Oli

Yep, or whoever it is who doesn't know how to manage code releases / use github :) A bit of a lack of professionalism really if it is all meant to be hush hush until DEFCON.

You still have some links up. Note to self - don't post code to public source repositories if you don't want it to be public.

Not much, just all the module code and the link to the bin that can be unsquashed to get ALL the turtle code :) Having all the code tells you the architecture, whether wifi is present, etc

Search github for lanturtle, it was forked. The files have a link to the bin file that can then be unsquashed to get the openwrt code.

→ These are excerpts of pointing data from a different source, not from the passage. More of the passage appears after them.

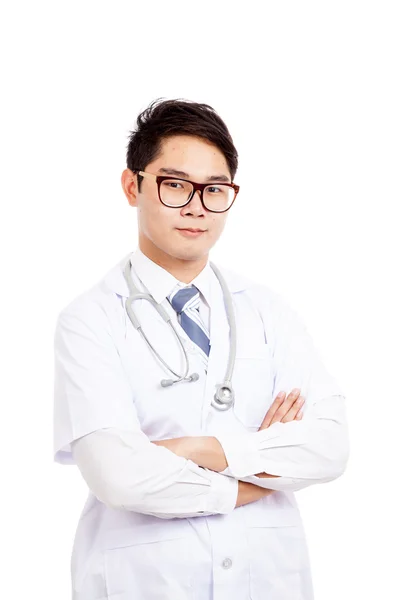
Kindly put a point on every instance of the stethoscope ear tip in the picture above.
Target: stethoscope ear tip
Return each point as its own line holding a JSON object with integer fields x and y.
{"x": 169, "y": 382}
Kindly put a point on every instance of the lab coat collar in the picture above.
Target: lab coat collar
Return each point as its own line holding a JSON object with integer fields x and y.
{"x": 161, "y": 285}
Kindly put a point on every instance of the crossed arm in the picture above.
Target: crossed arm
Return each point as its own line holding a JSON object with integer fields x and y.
{"x": 207, "y": 451}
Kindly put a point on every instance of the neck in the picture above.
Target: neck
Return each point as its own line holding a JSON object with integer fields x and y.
{"x": 184, "y": 270}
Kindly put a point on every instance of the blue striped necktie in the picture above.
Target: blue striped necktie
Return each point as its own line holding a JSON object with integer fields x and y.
{"x": 186, "y": 302}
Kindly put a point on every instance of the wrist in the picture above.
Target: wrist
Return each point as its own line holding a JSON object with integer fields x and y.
{"x": 207, "y": 452}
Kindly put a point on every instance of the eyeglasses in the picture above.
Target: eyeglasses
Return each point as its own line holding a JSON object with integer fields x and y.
{"x": 175, "y": 192}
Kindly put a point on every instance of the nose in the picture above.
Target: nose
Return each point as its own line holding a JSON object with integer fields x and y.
{"x": 195, "y": 205}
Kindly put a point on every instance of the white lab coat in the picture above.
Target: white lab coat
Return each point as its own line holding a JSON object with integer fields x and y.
{"x": 105, "y": 377}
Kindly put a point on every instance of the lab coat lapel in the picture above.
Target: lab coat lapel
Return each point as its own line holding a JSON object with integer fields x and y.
{"x": 219, "y": 342}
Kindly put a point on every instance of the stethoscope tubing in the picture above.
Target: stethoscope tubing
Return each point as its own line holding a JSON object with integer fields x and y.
{"x": 224, "y": 395}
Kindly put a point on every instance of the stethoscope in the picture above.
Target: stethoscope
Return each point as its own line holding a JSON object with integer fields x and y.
{"x": 224, "y": 395}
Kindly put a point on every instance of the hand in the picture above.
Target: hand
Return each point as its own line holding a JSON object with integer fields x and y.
{"x": 284, "y": 409}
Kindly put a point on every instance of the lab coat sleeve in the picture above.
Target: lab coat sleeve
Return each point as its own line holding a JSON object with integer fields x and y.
{"x": 125, "y": 471}
{"x": 92, "y": 394}
{"x": 301, "y": 453}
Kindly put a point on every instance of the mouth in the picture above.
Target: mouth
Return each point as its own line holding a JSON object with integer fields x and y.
{"x": 191, "y": 232}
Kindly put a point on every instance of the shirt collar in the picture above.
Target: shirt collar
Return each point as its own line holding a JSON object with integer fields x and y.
{"x": 161, "y": 282}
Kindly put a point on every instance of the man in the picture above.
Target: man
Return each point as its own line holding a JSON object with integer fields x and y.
{"x": 188, "y": 501}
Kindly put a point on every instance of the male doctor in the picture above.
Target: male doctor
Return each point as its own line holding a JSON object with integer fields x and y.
{"x": 187, "y": 501}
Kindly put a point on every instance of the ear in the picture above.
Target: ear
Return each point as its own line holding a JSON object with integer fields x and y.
{"x": 129, "y": 185}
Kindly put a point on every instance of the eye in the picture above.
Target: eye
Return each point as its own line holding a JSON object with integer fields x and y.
{"x": 173, "y": 184}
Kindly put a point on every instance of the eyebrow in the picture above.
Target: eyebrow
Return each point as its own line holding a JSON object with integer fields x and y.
{"x": 184, "y": 175}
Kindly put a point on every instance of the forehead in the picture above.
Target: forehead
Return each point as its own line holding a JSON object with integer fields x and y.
{"x": 192, "y": 154}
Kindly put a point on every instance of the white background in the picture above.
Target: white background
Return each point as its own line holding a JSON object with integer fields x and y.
{"x": 310, "y": 93}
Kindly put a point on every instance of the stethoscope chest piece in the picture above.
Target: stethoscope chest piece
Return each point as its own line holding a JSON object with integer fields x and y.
{"x": 224, "y": 396}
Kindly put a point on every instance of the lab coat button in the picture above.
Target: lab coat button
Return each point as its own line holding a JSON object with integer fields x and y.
{"x": 227, "y": 563}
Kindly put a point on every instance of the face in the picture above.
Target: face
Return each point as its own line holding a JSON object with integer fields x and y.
{"x": 159, "y": 226}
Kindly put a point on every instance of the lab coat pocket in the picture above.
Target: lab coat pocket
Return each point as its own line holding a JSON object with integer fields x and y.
{"x": 154, "y": 563}
{"x": 252, "y": 382}
{"x": 278, "y": 556}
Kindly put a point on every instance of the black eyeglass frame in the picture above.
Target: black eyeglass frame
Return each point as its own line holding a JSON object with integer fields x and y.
{"x": 196, "y": 186}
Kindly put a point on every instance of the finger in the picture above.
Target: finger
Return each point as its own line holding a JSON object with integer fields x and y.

No love for the turtle? Anybody downloaded the code and firmware yet and had a poke around like me? I was expecting some news after the open house - especially as it was supposed to be on show.

I'd recommend using the latest version from github and if the problem is still there open an issue: https://github.com/mushorg/conpot/issues

Google is your friend: http://stackoverflow.com/questions/7475223/mysql-config-not-found-when-installing-mysqldb-python-interface

Indeed. Cory Doctorow and Bruce Schneier have interesting input on this. I doubt any backdoor would be easy to find as the code would typically be proprietary and/or on a server somewhere, but eventually it is inevitable that they would be exploited by someone.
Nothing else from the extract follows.